John was related to Jesus, in the following manner. Joseph, the Betrothed of the most pure Theotokos, had seven children by his previous wife—four sons, and three daughters whose names were Martha, Esther, and Salome. John was the son of Salome; therefore, Jesus was John’s uncle. Because Salome was the daughter of Joseph—the “father of the Lord”—she was considered to be the Lord’s sister; and her son, John, the Lord’s nephew. Salome means “peaceful“; John means “the grace of her.” May every soul understand that Christ’s peace, which is offered to all men, calms the passions of the soul, and gives birth to divine grace within us. But a soul in turmoil, always battling with others and with itself, cannot be counted worthy of divine grace. Consider another marvelous thing about John. Only he is said to have three mothers: first, Salome, his natural mother; second, thunder, for he is a "son of thunder" (Mk 3:17), on account of his powerful proclamation of the Gospel ; and third, Mary, the Theotokos, concerning whom the Lord said to John, "Behold thy mother" (Jn 19:27).
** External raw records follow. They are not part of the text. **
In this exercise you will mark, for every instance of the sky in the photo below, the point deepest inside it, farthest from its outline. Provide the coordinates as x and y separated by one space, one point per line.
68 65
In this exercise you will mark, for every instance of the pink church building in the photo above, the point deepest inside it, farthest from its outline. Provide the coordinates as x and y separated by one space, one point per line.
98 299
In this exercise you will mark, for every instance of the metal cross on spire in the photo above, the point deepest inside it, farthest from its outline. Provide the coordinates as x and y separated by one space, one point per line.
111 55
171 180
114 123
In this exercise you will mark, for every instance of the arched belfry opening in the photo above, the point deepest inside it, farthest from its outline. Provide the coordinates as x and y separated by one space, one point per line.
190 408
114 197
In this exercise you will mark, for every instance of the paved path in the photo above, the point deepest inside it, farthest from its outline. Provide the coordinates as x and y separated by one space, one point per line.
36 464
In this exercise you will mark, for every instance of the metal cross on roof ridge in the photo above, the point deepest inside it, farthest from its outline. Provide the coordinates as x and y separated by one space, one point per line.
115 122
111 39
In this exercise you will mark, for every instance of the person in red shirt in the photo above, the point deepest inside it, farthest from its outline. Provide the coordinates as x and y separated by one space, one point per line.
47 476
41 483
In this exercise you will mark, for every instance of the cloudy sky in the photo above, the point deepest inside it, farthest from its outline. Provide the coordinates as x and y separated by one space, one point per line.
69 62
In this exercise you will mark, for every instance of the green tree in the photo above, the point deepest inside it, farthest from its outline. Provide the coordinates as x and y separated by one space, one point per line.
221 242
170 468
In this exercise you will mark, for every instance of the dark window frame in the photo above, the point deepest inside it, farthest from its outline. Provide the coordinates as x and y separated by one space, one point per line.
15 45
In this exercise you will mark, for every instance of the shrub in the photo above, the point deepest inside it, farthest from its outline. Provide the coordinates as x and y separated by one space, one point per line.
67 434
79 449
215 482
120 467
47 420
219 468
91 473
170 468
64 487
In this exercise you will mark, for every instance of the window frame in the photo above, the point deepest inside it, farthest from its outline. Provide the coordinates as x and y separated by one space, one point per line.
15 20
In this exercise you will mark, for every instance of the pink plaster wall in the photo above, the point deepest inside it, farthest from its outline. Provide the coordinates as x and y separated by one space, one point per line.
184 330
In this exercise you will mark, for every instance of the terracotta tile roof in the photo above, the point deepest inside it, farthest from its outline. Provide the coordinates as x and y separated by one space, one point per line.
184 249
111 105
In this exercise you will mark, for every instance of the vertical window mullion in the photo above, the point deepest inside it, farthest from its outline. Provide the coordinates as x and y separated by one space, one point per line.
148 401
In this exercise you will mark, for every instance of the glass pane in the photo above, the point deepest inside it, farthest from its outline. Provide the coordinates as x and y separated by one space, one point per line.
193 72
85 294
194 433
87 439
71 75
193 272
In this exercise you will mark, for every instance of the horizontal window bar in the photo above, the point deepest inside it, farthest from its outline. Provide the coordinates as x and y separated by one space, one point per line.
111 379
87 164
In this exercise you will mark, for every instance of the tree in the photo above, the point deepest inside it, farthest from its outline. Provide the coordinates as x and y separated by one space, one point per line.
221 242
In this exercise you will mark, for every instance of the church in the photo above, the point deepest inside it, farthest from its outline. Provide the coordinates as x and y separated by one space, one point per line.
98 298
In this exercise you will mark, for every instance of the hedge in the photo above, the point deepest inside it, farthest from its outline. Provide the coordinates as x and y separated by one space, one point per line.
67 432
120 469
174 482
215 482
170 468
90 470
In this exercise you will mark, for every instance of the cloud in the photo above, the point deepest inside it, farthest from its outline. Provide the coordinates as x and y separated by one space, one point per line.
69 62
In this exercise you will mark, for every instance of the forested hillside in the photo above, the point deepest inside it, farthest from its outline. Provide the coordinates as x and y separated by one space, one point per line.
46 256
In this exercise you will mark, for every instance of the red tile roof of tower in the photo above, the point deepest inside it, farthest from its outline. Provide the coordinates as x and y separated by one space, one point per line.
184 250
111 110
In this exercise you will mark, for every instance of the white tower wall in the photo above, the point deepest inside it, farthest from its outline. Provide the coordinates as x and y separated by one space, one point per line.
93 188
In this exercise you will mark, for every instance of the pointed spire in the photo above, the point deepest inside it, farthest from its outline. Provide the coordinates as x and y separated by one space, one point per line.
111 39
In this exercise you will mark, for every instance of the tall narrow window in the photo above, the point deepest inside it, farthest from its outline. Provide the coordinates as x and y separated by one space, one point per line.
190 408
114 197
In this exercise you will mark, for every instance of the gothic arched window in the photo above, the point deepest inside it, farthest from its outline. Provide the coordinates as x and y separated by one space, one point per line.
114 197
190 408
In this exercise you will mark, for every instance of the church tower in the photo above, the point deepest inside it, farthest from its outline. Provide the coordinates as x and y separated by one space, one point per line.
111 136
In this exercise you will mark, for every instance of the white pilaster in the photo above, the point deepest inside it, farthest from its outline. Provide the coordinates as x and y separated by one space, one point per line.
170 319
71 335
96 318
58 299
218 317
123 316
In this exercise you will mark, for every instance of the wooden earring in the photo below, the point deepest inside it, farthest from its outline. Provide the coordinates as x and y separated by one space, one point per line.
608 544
1 Acts 26:25. The single Greek word kratiste, translated in Acts 26:25 by the KJV asO most noble, is the same word used in Luke 1:3 to address Theophilus, but rendered in this case by the KJV as O most excellent. It is the superlative form of an adjective derived from the noun kratos, meaning might or dominion. In the next line Blessed Theophylact makes a play on the meaning of this word, and on the meaning of the name Theophilus, he who loves God.